Fit the occupancy model using count dta

Description

This function fits a single season occupancy model using count data.

Usage

occuCOP(data, 
        psiformula = ~1, lambdaformula = ~1, 
        psistarts, lambdastarts, starts,
        method = "BFGS", se = TRUE, 
        engine = c("C", "R"), na.rm = TRUE, 
        return.negloglik = NULL, L1 = FALSE, ...)

Arguments

`data`	An `unmarkedFrameOccuCOP` object created with the `unmarkedFrameOccuCOP` function.
`psiformula`	Formula describing the occupancy covariates.
`lambdaformula`	Formula describing the detection covariates.
`psistarts`	Vector of starting values for likelihood maximisation with `optim` for occupancy probability `\psi`. These values must be logit-transformed (with `qlogis`) (see details). By default, optimisation will start at 0, corresponding to an occupancy probability of 0.5 (`plogis(0)` is 0.5).
`lambdastarts`	Vector of starting values for likelihood maximisation with `optim` for detection rate `\lambda`. These values must be log-transformed (with `log`) (see details). By default, optimisation will start at 0, corresponding to detection rate of 1 (`exp(0)` is 1).
`starts`	Vector of starting values for likelihood maximisation with `optim`. If `psistarts` and `lambdastarts` are provided, `starts = c(psistarts, lambdastarts)`.
`method`	Optimisation method used by `optim`.
`se`	Logical specifying whether to compute (`se=TRUE`) standard errors or not (`se=FALSE`).
`engine`	Code to use for optimisation. Either `"C"` for fast C++ code, or `"R"` for native R code.
`na.rm`	Logical specifying whether to fit the model (`na.rm=TRUE`) or not (`na.rm=FALSE`) if there are NAs in the `unmarkedFrameOccuCOP` object.
`return.negloglik`	A list of vectors of parameters (`c(psiparams, lambdaparams)`). If specified, the function will not maximise likelihood but return the negative log-likelihood for the those parameters in the `nll` column of a dataframe. See an example below.
`L1`	Logical specifying whether the length of observations (`L`) are purposefully set to 1 (`L1=TRUE`) or not (`L1=FALSE`).
`...`	Additional arguments to pass to `optim`, such as lower and upper bounds or a list of control parameters.

Details

See unmarkedFrameOccuCOP for a description of how to supply data to the data argument. See unmarkedFrame for a more general documentation of unmarkedFrame objects for the different models implemented in unmarked.

The COP occupancy model

occuCOP fits a single season occupancy model using count data, as described in Pautrel et al. (2023).

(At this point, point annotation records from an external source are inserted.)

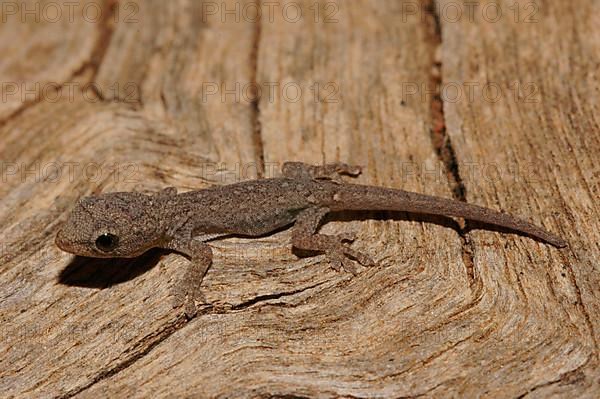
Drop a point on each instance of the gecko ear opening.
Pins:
(107, 242)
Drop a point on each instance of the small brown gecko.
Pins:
(126, 224)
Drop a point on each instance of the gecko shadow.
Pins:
(106, 272)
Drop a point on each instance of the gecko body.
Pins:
(127, 224)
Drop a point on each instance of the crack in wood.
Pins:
(259, 152)
(439, 135)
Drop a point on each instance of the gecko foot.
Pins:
(186, 297)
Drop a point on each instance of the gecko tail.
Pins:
(359, 197)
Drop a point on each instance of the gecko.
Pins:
(127, 224)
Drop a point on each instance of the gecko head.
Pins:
(113, 225)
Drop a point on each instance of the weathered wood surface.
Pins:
(448, 312)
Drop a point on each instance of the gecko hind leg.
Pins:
(335, 247)
(187, 291)
(332, 171)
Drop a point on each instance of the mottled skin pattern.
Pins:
(128, 224)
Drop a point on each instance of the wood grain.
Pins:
(451, 310)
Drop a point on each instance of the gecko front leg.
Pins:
(188, 290)
(332, 171)
(336, 248)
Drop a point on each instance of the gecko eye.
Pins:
(107, 242)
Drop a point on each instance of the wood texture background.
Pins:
(450, 311)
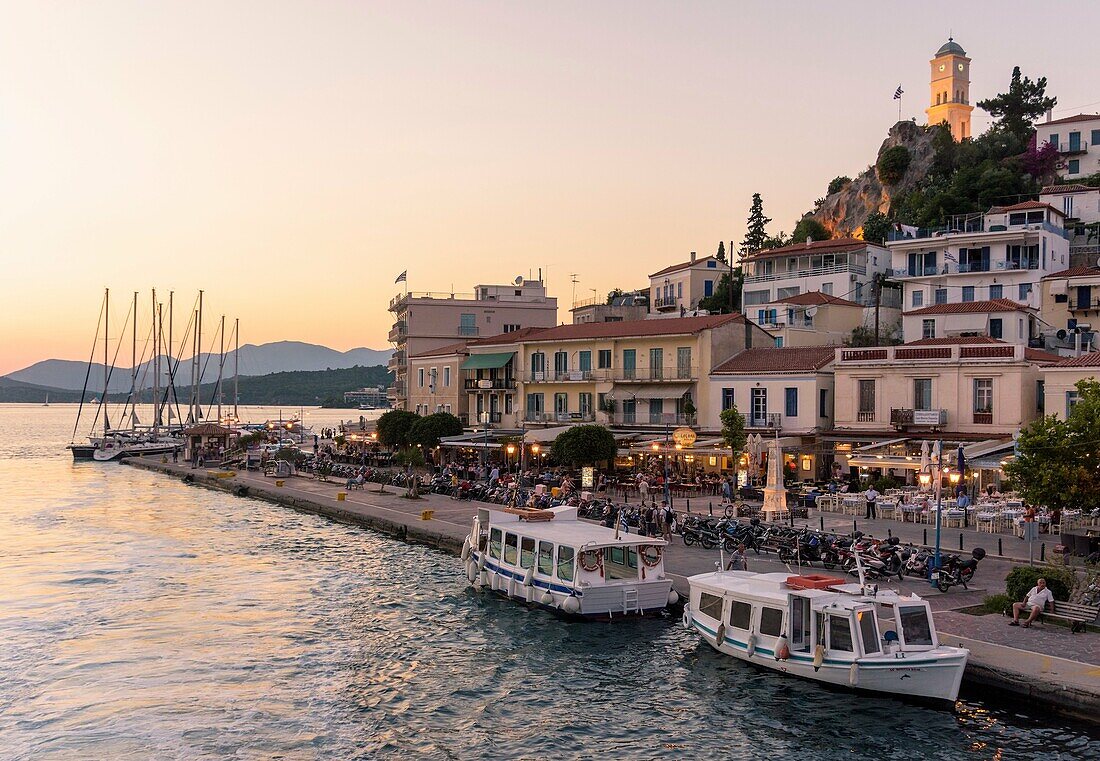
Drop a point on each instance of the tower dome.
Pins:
(950, 46)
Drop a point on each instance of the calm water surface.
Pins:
(143, 618)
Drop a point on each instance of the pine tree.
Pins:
(756, 235)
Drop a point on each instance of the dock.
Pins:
(1018, 664)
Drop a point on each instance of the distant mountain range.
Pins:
(265, 359)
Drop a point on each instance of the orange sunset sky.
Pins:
(293, 157)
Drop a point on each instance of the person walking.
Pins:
(871, 497)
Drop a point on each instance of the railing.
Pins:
(488, 384)
(770, 420)
(812, 272)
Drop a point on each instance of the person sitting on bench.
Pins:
(1035, 603)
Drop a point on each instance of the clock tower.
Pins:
(950, 90)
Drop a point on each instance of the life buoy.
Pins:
(650, 555)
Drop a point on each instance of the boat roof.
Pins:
(565, 529)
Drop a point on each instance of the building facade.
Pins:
(424, 321)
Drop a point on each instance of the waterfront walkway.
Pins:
(1046, 663)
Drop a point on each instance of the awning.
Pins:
(487, 361)
(673, 390)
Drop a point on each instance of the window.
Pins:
(740, 615)
(771, 621)
(839, 633)
(983, 395)
(791, 403)
(727, 398)
(526, 552)
(922, 394)
(710, 605)
(565, 563)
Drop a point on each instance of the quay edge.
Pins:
(1008, 673)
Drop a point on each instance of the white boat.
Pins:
(826, 630)
(552, 560)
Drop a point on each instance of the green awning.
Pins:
(487, 361)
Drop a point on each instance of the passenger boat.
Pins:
(827, 630)
(551, 560)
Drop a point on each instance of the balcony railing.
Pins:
(488, 384)
(902, 416)
(770, 420)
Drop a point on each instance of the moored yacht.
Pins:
(824, 629)
(552, 560)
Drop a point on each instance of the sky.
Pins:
(292, 158)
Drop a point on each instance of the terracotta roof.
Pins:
(441, 351)
(1074, 187)
(1074, 272)
(772, 360)
(675, 326)
(970, 308)
(836, 245)
(682, 265)
(1090, 360)
(815, 297)
(1066, 120)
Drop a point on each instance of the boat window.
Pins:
(839, 633)
(868, 631)
(915, 626)
(771, 621)
(710, 605)
(565, 563)
(740, 614)
(546, 558)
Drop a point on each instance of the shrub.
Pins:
(1022, 578)
(892, 164)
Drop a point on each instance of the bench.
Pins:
(1077, 615)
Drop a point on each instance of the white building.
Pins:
(1078, 143)
(1001, 254)
(845, 267)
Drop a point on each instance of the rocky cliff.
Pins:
(845, 211)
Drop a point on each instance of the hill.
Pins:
(254, 361)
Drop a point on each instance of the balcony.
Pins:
(771, 421)
(901, 417)
(488, 384)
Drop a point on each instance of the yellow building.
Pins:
(950, 90)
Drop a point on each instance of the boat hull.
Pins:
(933, 676)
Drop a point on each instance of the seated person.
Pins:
(1035, 602)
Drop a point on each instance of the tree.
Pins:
(1057, 462)
(756, 234)
(584, 445)
(393, 428)
(733, 432)
(877, 228)
(428, 430)
(807, 227)
(1021, 106)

The occupancy sub-model is:

z_i \sim \text{Bernoulli}(\psi_i)

With z_i the occupany state of site i. z_i=1 if site i is occupied by the species, i.e. if the species is present in site i. z_i=0 if site i is not occupied.
With \psi_i the occupancy probability of site i.

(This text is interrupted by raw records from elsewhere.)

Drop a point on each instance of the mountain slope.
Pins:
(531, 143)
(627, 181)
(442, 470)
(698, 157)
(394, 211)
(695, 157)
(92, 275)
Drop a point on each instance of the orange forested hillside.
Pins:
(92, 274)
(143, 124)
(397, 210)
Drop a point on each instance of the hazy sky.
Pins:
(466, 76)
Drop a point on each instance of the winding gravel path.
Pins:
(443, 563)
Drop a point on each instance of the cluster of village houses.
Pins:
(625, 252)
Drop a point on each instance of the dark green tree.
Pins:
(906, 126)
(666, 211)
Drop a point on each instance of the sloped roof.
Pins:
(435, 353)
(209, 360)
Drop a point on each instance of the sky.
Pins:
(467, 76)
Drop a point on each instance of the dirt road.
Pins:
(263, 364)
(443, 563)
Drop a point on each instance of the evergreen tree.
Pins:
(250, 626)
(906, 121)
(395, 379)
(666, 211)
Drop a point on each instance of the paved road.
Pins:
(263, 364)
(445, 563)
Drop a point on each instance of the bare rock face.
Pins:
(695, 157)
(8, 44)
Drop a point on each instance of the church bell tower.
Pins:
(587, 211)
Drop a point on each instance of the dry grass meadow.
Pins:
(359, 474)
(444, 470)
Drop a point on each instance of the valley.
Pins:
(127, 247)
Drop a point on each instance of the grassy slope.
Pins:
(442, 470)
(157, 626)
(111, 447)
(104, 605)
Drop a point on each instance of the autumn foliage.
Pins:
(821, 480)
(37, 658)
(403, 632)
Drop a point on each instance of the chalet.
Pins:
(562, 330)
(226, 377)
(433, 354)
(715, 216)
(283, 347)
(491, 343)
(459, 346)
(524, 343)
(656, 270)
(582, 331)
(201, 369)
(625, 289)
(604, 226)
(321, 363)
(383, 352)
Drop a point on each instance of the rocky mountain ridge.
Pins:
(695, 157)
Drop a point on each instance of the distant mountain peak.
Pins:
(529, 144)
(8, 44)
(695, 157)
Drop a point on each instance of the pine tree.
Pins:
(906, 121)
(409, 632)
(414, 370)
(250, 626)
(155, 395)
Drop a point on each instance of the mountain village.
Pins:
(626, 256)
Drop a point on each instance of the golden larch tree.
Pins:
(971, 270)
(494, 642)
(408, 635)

The observation sub-model is:

N_{ij} | z_i = 1 \sim \text{Poisson}(\lambda_{ij} L_{ij}) \\ N_{ij} | z_i = 0 \sim 0

With N_{ij} the count of detection events in site i during observation j.
With \lambda_{ij} the detection rate in site i during observation j (for example, 1 detection per day.).
With L_{ij} the length of observation j in site i (for example, 7 days.).

What we call "observation" (j) here can be a sampling occasion, a transect, a discretised session. Consequently, the unit of \lambda_{ij} and L_{ij} can be either a time-unit (day, hour, ...) or a space-unit (kilometer, meter, ...).

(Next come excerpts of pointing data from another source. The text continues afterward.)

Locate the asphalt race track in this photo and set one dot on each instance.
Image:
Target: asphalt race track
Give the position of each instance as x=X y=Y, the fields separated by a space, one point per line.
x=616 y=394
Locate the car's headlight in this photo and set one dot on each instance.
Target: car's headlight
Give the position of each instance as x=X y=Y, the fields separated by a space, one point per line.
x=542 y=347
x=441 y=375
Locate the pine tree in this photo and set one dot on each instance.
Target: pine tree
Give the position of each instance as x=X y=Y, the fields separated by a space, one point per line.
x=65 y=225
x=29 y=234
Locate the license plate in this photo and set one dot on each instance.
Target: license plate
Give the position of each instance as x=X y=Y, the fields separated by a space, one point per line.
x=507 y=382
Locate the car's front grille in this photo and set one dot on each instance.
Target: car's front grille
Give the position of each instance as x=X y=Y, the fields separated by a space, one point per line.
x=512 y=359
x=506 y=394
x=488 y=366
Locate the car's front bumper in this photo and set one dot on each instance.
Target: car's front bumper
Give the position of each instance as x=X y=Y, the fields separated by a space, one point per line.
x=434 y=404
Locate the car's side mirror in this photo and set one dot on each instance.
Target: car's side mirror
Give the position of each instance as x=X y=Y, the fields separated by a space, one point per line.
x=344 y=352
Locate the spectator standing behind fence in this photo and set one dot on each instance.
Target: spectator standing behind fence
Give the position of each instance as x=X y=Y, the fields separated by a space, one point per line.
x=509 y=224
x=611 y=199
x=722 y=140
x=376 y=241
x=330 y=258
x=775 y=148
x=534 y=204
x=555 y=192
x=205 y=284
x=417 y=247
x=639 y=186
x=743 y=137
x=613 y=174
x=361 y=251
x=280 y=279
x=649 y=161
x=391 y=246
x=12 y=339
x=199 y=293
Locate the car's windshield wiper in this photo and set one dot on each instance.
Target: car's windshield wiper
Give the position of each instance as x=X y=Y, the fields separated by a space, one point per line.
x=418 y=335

The transformation of parameters `\psi` and `\lambda`

In order to perform unconstrained optimisation, parameters are transformed.

The occupancy probability (\psi) is transformed with the logit function (psi_transformed = qlogis(psi)). It can be back-transformed with the "inverse logit" function (psi = plogis(psi_transformed)).

The detection rate (\lambda) is transformed with the log function (lambda_transformed = log(lambda)). It can be back-transformed with the exponential function (lambda = exp(lambda_transformed)).

Value

unmarkedFitOccuCOP object describing the model fit. See the unmarkedFit classes.

Author(s)

Léa Pautrel

References

Pautrel, L., Moulherat, S., Gimenez, O. & Etienne, M.-P. Submitted. Analysing biodiversity observation data collected in continuous time: Should we use discrete or continuous-time occupancy models? Preprint at doi:10.1101/2023.11.17.567350.

Examples

set.seed(123)
options(max.print = 50)

# We simulate data in 100 sites with 3 observations of 7 days per site.
nSites <- 100
nObs <- 3

# For an occupancy covariate, we associate each site to a land-use category.
landuse <- sample(factor(c("Forest", "Grassland", "City"), ordered = TRUE), 
                  size = nSites, replace = TRUE)
simul_psi <- ifelse(landuse == "Forest", 0.8, 
                    ifelse(landuse == "Grassland", 0.4, 0.1))
z <- rbinom(n = nSites, size = 1, prob = simul_psi)

# For a detection covariate, we create a fake wind variable.
wind <- matrix(rexp(n = nSites * nObs), nrow = nSites, ncol = nObs)
simul_lambda <- wind / 5
L = matrix(7, nrow = nSites, ncol = nObs)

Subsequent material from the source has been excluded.